Manufacturer of and Dealer
in all kinds of
Harness, Saddles, Bridles,
Whips, Robes
Inlaid Bits, Spurs,
Conchas" Rosettes and

everything kept in a first class Shop

Locates in Alaska
   We have recieved word to the effect that Father Michael M. O'Malley, S.J., one of our former pastors is now located in Nome Alaska. On leaving here a little over a year ago. Father O'Malley proceeded to Los Gatos, California, where he was stationed for sometime. If we remember rightly he was also in San Francisco for some months, and while in the latter place was visited by many of his former parishners from this section of the country. The station to which he has now been assigned is in the most northern part of Alaska, where there is six months of Continuous days and an equal period of night, the latter being in vogus at the present time. It is a hard station to fill, but we all have greatest confidence in the ability of Father O' Malley to fill any station in life under any conditions, and he has our best and sincere wishes in his new place.

   Fluer Ring, official mule skinner for ZX company, was down from Paisley last week and returned with a large load of grain for winter use. Flour appears here but rarely, which makes his visits all the more welcome when he arrives.
   Mr. and Mrs. Tom Sullivan, of the Plush Hotel were in town this past week.
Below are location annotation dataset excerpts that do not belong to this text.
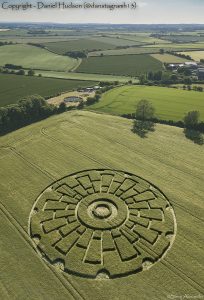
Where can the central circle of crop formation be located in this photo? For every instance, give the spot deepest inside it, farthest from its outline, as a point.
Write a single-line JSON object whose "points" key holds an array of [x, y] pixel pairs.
{"points": [[102, 211], [98, 222]]}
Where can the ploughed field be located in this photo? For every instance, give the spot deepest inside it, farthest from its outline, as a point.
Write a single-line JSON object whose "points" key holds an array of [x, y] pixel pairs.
{"points": [[132, 225], [15, 87], [129, 65], [170, 104]]}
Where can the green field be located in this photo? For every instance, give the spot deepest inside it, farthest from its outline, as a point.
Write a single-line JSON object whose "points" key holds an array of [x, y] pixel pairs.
{"points": [[35, 58], [196, 55], [125, 51], [170, 104], [14, 87], [176, 46], [84, 76], [129, 65], [34, 157], [168, 58], [77, 45], [183, 38]]}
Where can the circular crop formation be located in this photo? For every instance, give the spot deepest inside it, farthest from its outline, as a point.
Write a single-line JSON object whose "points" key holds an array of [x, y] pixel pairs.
{"points": [[102, 223]]}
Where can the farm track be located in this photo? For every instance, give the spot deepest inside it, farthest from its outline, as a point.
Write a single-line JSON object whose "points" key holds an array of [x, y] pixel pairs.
{"points": [[167, 264], [43, 132], [128, 148], [16, 225]]}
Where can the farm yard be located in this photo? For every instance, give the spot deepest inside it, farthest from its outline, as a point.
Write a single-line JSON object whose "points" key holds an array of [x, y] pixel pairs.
{"points": [[14, 87], [130, 65], [170, 104], [49, 150]]}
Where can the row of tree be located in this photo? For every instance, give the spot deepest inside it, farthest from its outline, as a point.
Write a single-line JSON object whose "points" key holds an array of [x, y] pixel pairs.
{"points": [[145, 111]]}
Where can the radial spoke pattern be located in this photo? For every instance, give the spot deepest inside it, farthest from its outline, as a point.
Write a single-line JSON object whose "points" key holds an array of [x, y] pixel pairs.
{"points": [[102, 222]]}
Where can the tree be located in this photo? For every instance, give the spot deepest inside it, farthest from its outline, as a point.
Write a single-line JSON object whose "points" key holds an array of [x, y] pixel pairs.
{"points": [[191, 119], [144, 110], [21, 72], [142, 79], [62, 107], [31, 73], [80, 105]]}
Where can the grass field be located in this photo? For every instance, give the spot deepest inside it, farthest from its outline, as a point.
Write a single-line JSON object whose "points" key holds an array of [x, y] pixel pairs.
{"points": [[170, 104], [177, 46], [84, 76], [35, 58], [115, 40], [183, 38], [14, 87], [78, 45], [35, 156], [196, 55], [129, 65], [125, 51], [168, 58]]}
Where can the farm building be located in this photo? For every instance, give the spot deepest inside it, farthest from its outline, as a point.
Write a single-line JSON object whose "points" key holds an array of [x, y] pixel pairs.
{"points": [[191, 65], [201, 73], [73, 99]]}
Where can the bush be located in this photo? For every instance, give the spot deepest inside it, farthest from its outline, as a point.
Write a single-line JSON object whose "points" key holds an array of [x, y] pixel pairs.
{"points": [[191, 119]]}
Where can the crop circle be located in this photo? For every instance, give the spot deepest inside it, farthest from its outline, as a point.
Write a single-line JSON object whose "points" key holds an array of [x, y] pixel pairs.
{"points": [[102, 221]]}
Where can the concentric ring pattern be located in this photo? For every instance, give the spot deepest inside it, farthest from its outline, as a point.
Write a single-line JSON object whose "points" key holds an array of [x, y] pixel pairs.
{"points": [[102, 222]]}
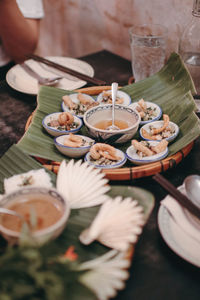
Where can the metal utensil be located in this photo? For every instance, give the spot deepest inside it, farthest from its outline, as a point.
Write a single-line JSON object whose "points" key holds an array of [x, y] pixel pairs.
{"points": [[50, 81], [114, 96], [7, 211], [192, 187]]}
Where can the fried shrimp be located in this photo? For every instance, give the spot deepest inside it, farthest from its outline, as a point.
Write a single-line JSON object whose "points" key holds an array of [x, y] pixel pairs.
{"points": [[65, 118], [161, 129], [68, 101], [142, 104], [103, 150], [160, 147], [148, 136], [73, 141], [142, 148], [107, 97], [83, 99]]}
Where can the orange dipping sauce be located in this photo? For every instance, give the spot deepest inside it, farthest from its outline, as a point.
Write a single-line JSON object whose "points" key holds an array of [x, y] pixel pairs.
{"points": [[47, 212], [106, 123]]}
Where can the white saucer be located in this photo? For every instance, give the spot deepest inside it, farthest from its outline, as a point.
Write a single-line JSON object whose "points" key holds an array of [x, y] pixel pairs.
{"points": [[20, 80], [174, 237]]}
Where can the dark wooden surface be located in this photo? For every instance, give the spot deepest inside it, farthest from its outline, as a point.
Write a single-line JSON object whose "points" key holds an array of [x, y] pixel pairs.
{"points": [[156, 272]]}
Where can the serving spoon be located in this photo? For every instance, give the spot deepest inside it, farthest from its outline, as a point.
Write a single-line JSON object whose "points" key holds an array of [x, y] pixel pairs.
{"points": [[192, 187], [114, 95]]}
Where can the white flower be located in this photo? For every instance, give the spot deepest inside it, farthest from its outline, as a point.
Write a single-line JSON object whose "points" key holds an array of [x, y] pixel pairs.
{"points": [[106, 274], [82, 185]]}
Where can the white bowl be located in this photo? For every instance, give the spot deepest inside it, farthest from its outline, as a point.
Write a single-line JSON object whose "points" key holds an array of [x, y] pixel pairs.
{"points": [[137, 160], [76, 101], [56, 132], [158, 124], [72, 151], [104, 112], [115, 165], [45, 234], [156, 107], [120, 94]]}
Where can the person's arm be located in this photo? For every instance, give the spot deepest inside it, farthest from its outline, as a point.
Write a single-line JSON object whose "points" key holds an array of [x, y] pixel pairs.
{"points": [[18, 34]]}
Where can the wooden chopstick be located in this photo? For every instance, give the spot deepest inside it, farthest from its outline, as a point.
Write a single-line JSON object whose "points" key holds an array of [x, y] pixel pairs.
{"points": [[57, 66], [174, 192]]}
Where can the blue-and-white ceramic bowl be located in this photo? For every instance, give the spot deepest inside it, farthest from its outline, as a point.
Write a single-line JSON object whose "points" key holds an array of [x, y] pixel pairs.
{"points": [[137, 160], [104, 112], [158, 124], [157, 111], [120, 94], [115, 165], [56, 132], [75, 100], [72, 151]]}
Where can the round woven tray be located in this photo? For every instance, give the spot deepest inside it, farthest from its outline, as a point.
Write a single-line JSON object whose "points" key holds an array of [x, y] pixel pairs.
{"points": [[124, 173]]}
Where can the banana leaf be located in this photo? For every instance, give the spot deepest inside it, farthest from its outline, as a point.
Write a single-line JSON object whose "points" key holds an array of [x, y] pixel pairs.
{"points": [[15, 161], [171, 88]]}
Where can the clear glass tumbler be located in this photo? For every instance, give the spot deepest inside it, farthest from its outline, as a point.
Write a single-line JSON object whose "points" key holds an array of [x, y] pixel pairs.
{"points": [[148, 49]]}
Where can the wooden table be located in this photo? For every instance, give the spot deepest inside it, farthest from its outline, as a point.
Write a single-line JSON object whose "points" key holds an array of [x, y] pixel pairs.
{"points": [[156, 272]]}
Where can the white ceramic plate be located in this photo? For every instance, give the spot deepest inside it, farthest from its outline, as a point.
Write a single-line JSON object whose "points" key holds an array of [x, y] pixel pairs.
{"points": [[72, 151], [120, 94], [158, 111], [158, 124], [118, 164], [56, 132], [20, 80], [174, 237], [137, 160], [75, 100]]}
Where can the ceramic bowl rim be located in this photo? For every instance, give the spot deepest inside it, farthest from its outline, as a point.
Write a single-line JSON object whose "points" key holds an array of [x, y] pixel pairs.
{"points": [[68, 110], [49, 230], [129, 97], [155, 118], [170, 138], [119, 164], [103, 107], [146, 160], [61, 131]]}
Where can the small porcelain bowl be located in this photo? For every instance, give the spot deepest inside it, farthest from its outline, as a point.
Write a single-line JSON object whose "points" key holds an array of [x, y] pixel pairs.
{"points": [[76, 101], [73, 151], [158, 124], [120, 94], [56, 132], [155, 107], [137, 160], [115, 165], [104, 112], [50, 200]]}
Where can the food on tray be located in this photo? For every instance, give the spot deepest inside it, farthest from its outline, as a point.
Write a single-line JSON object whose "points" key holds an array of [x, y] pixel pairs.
{"points": [[158, 133], [146, 111], [38, 211], [106, 123], [65, 121], [107, 98], [104, 154], [33, 178], [83, 102], [76, 141], [144, 148]]}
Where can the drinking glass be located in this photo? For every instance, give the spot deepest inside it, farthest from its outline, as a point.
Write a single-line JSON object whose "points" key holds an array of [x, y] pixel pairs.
{"points": [[148, 49]]}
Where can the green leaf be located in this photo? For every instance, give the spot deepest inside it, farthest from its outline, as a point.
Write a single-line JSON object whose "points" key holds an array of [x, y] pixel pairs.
{"points": [[171, 88]]}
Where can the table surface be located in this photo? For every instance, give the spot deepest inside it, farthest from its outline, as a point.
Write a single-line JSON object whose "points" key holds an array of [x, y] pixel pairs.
{"points": [[156, 271]]}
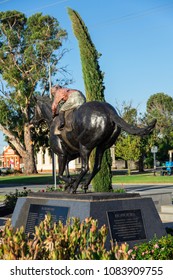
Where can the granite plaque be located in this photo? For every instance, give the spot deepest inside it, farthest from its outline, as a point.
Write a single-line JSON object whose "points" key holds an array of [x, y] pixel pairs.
{"points": [[37, 214], [126, 225]]}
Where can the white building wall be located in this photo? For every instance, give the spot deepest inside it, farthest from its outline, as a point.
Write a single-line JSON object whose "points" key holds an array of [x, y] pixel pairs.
{"points": [[44, 162]]}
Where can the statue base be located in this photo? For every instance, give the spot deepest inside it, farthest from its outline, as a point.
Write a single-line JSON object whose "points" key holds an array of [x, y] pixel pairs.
{"points": [[128, 217]]}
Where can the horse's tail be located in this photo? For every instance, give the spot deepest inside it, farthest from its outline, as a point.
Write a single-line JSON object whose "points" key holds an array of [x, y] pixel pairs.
{"points": [[134, 130]]}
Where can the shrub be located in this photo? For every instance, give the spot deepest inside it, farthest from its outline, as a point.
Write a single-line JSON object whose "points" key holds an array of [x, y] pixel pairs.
{"points": [[75, 241], [156, 249], [55, 241]]}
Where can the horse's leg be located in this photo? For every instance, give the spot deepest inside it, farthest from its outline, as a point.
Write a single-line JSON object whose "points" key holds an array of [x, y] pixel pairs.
{"points": [[63, 164], [84, 154], [99, 155], [96, 168]]}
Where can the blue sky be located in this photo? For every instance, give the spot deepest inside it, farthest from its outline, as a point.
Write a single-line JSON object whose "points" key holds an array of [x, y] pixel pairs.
{"points": [[135, 38]]}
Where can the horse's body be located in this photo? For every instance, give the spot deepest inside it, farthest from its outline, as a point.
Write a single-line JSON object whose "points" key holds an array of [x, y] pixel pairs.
{"points": [[93, 125]]}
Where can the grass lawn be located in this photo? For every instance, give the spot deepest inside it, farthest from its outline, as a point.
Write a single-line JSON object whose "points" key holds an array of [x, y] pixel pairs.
{"points": [[142, 179], [117, 178], [27, 179]]}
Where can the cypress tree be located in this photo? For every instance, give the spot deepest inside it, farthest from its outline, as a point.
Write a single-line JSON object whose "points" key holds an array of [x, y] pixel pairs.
{"points": [[94, 89]]}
It is considerable pleasure that we look forward to a visit from this charming couple, who are known to all the boys and who have made life pleasant for them in many ways.
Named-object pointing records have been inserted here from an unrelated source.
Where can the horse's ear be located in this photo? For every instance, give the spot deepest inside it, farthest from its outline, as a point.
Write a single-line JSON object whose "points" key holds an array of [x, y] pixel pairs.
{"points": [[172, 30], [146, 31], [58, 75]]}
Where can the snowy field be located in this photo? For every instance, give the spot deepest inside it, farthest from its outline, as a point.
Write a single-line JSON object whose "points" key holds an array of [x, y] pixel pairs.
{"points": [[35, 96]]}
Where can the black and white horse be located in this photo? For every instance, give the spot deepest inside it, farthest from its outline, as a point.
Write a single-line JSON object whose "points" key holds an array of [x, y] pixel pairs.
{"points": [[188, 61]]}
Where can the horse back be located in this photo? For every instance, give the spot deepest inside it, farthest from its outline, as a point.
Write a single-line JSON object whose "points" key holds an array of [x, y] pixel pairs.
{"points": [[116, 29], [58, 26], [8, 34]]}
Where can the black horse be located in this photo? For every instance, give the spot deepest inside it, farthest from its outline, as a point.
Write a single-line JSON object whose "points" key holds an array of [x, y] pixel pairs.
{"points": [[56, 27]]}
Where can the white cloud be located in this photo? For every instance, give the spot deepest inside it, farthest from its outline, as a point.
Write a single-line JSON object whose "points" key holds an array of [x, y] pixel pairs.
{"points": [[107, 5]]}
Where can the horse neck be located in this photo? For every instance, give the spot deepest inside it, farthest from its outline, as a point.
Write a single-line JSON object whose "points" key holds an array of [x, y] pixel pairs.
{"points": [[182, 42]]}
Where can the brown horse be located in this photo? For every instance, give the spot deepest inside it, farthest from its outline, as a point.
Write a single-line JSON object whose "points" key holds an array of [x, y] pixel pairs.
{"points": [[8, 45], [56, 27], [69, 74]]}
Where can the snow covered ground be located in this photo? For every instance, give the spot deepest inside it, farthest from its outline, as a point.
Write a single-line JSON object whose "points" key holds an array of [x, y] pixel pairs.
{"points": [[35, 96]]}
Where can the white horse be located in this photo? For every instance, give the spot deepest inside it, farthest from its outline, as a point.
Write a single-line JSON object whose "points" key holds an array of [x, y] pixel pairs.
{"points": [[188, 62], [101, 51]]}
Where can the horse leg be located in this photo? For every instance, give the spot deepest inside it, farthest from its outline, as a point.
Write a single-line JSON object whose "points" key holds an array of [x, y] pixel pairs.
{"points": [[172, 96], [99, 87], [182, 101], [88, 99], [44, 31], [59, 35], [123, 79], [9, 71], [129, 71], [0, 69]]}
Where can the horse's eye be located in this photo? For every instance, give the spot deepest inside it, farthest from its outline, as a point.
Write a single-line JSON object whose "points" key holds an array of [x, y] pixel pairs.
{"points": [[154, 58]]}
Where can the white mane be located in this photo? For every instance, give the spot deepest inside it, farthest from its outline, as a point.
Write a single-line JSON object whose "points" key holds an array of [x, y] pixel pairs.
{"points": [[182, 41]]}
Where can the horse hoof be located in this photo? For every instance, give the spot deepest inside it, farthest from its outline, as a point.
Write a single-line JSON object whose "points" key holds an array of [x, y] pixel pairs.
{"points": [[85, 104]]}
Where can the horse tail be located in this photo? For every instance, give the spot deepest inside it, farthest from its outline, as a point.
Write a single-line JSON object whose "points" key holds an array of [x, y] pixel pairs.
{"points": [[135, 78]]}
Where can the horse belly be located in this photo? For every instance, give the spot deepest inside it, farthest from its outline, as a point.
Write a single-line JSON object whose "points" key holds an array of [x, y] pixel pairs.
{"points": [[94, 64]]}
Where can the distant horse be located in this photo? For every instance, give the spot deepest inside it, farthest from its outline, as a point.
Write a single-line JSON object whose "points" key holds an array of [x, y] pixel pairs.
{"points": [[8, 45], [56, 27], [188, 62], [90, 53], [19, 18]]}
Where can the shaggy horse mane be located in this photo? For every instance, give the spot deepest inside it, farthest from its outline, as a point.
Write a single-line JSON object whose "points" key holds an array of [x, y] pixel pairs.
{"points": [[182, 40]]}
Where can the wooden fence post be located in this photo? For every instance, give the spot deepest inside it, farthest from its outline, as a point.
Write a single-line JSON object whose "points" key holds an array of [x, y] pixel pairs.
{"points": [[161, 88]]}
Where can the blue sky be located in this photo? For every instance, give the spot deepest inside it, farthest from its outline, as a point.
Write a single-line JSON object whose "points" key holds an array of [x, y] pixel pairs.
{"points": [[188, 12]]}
   Con Taylor and Pat Dune, partners in the sheep business, recently put through a a business deal whereby their band was reduced to extent of 800 two year old wethers. The stock were sold to Frank Bloomingcamp, the Merrill buyer, and the price received was $3.50 per head.
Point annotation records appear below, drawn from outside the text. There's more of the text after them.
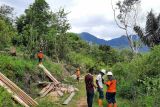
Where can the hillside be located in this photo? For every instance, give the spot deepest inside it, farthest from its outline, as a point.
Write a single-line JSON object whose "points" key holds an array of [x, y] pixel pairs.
{"points": [[118, 43]]}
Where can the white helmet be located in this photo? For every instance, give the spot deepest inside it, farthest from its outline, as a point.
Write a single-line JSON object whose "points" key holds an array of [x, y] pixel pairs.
{"points": [[109, 73], [103, 71]]}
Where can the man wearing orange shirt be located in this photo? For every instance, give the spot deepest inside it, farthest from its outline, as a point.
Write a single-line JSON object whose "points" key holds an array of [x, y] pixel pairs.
{"points": [[40, 56], [111, 90], [78, 73]]}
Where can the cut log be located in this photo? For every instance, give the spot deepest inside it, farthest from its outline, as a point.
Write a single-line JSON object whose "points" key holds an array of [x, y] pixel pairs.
{"points": [[60, 93], [44, 89], [13, 95], [49, 74], [17, 91], [69, 98], [48, 90]]}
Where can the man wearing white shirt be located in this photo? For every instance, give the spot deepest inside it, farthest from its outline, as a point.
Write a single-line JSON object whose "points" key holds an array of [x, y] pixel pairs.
{"points": [[100, 82]]}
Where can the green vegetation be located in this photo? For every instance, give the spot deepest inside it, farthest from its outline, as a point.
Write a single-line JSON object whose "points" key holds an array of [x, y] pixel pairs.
{"points": [[39, 27]]}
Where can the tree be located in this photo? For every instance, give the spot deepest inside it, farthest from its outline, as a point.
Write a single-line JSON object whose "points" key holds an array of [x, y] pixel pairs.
{"points": [[33, 26], [6, 13], [58, 34], [126, 17], [151, 35], [7, 30]]}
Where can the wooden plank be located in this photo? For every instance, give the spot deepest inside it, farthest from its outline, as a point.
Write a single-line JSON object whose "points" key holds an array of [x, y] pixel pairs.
{"points": [[69, 98], [44, 89], [48, 90], [13, 95], [49, 74], [27, 99]]}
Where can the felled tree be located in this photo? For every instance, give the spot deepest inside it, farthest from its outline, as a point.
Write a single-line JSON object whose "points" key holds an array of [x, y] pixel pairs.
{"points": [[151, 35]]}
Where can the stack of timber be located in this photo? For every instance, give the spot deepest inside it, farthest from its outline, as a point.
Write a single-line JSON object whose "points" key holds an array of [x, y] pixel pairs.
{"points": [[18, 94], [56, 86]]}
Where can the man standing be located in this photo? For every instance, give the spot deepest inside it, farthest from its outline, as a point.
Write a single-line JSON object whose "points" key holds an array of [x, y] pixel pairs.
{"points": [[89, 87], [40, 56], [111, 90], [78, 73], [100, 82]]}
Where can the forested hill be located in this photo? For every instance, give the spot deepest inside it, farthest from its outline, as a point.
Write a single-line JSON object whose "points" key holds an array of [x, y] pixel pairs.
{"points": [[40, 29], [119, 43]]}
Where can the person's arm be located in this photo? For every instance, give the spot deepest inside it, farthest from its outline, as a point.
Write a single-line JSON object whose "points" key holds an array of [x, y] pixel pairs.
{"points": [[92, 82], [97, 84], [102, 80], [108, 83]]}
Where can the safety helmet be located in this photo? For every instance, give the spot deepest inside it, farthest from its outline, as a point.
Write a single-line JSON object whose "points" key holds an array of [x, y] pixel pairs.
{"points": [[103, 71], [109, 73]]}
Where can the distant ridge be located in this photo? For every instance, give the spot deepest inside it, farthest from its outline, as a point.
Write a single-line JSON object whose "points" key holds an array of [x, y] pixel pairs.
{"points": [[119, 43]]}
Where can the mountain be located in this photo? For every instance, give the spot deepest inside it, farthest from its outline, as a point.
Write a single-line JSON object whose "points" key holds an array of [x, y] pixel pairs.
{"points": [[91, 38], [119, 43]]}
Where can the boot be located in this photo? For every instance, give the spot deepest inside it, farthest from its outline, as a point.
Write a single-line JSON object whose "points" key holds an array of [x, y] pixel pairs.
{"points": [[100, 103], [109, 105], [114, 105]]}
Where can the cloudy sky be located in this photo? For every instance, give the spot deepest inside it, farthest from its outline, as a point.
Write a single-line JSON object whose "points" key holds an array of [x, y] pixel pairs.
{"points": [[93, 16]]}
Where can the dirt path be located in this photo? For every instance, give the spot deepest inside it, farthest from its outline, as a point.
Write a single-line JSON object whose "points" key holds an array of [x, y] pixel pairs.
{"points": [[82, 102]]}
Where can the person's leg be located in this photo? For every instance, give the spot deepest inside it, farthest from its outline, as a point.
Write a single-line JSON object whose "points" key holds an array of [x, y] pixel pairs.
{"points": [[91, 98], [101, 96], [114, 100], [40, 60], [108, 97], [88, 99]]}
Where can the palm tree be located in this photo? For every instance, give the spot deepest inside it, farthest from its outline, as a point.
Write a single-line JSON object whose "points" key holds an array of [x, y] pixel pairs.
{"points": [[151, 36]]}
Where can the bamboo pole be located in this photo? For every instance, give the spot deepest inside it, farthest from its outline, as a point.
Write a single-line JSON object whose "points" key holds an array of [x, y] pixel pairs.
{"points": [[69, 98], [27, 99]]}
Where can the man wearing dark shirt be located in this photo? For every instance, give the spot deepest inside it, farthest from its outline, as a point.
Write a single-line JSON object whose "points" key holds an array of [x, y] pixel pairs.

   Dave Jones who's name has appeared at other times in the columns of this paper , left October 22nd for Sacramento to Accompany several carloads of lambs sold by    Charles Sherlock to George Swanton. Henry Newell, Jr. of this city, was with him on this trip
   Jack Kellaher was another of the many sheep men who visited town during October. Jack is usually too busy to remain here for more than a day or two at a time and recent visit was no exception to the usual rule.
   Bill McCormack he is of the portly form was another of the many sheep men from Paisley who visited in October.
   Michael P. J. Barry was a visitor this past week, on a brief business visit. He expects to winter his sheep in the vicinity of Guano Valley.
   Bill Denahy, a partner with Jim Barry in the sheep business, was one of the many boys who paid his respects to town during the month.
   Frank Moynihan and Bill Ahern both of whom are experts in the sheep business, September 18th, purchased from Pat Angland and his lease in the Quinlan & Lynch sheep. The News takes this opporunity of wishing both of the purchasers much success in there new venture.
   Jack Bresnahan and Con Sullivan, who are partners in the sheep business, last week, sold 700 head of ewes to Jack Flynn and Jack Leary, the price paid Mr, Bresnahan being $4.74 per head, for his share. The sheep were separated and counted at Camais Prairie.
   Mike O'Sullivan got busy several days ago and bought 50 head of fine bucks from George Fitzgerald. The Price paid was $10 per head.
   Charles Sherlock and Dennis O'Conner, last week sold 2500 head of "course wool" lambs to Mr. Degen, The Salt Lake buyer, price paid being $3.35 per head. The sheep were delivered at Lakeview.
   Walter Sherlock, the Alturas sheepman, last week sold 3000 head of "course wool" lambs to Mr. Degan, price paid being $3.60 per head, delivery to be made at Madeline, California.
   Philip S. Barry, the local Sheepman returned several weeks ago from San Francisco where he remained for a short time as the guest of his aunt, Mrs. Kerrigan.